Trendforce forecasts a five per cent or greater fall in DRAM contract prices in 2018’s fourth quarter, following 1 to 2 per cent rise in the third quarter. The expected price fall will bring to an end to nine consecutive quarters of price rises. NAND prices are expected to fall even more steeply.

Trendforce notes soft demand for server DRAM and  thinks average DRAM prices could drop 15-20 per cent in 2019. The price drop could be even steeper if demand for servers and smartphones weakens further, the market research firm says.

It attributes the DRAM to weak smartphone shipments, low server demand and PC and notebook demand squeezed by Intel CPU shortages. These three factors could lead to DRAM over-supply in 2019.

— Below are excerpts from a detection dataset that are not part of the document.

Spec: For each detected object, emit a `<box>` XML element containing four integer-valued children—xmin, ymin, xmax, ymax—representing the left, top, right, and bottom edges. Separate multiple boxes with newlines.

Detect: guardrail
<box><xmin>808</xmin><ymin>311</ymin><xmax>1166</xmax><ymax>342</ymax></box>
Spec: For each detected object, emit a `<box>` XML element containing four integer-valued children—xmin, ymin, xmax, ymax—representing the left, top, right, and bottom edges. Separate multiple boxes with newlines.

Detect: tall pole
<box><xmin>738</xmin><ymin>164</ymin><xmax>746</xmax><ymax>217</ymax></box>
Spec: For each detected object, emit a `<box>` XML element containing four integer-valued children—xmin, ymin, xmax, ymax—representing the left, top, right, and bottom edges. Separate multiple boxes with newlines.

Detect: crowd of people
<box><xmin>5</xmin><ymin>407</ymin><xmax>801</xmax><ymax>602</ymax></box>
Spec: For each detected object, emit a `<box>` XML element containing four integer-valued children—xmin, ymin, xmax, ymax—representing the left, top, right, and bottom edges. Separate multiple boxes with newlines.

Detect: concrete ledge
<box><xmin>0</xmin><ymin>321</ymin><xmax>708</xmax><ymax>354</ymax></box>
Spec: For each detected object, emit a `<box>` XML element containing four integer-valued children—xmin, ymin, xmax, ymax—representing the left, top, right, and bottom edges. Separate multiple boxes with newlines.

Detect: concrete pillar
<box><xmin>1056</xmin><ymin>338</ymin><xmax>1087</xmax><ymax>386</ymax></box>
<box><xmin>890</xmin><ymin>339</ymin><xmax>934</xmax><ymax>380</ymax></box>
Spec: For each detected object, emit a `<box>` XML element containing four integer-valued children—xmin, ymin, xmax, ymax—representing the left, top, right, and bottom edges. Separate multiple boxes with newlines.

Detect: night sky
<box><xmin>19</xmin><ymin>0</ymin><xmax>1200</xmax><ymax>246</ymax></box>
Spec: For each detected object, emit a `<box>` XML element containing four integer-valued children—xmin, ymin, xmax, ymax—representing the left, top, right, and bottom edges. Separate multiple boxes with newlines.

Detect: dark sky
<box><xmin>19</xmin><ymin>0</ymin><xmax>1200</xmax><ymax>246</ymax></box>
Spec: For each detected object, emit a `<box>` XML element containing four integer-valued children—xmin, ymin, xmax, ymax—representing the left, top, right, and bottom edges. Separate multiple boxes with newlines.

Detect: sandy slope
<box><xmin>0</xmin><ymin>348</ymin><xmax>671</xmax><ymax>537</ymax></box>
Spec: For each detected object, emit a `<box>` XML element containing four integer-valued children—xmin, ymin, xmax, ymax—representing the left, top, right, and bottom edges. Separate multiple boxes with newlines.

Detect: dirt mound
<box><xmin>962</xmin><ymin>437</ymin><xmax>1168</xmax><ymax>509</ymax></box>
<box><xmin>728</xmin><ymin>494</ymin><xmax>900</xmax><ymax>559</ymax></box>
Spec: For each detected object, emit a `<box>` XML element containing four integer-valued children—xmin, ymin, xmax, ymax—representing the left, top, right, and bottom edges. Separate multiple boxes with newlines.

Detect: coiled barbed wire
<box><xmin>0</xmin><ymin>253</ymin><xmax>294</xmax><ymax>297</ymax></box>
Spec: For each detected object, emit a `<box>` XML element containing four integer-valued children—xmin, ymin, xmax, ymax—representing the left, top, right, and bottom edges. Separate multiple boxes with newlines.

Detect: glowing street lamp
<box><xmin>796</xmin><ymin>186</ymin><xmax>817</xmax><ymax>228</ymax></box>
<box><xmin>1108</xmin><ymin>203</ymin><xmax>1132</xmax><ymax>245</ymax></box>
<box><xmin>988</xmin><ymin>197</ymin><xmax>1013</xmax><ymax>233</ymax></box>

Trendforce expects 2019 annual bit output to increase by nearly 22 per cent, with the 1X/1Y nm processes becoming mature and wafer starts increasing, although manufacturers have become more conservative in capacity expansion.

NAND

NAND prices have already started falling, with a 10 per cent decline in the third quarter and a further 10 -15 per cent fall is expected in the fourth quarter. 3D TLC (3 bits/cell) chip contract prices may fall even more steeply in the fourth quarter.

Micron NAND wafer.

For 2019 a potential 25-30 per cent price fall is on the cards due to increased 3D NAND production capacity. Trendforce notes sluggish demand for flash in the consumer electronics sector and strong demand for enterprise SSDs. In the latter case, vendor competition and improved yield of 64-layer and 72-layer 3D NAND chips from wafer starts will put a crimp in prices.

Demand in the first half of 2019 will be seasonally weak and could be affected by the US-China trade war. Trendforce said suppliers could moderate their transition to higher output 96-layer and estimates overall NAND production capacity of NAND will grow 5 per cent annually by the fourth 2019 quarter. It expects memory makers to cut output spending budgets.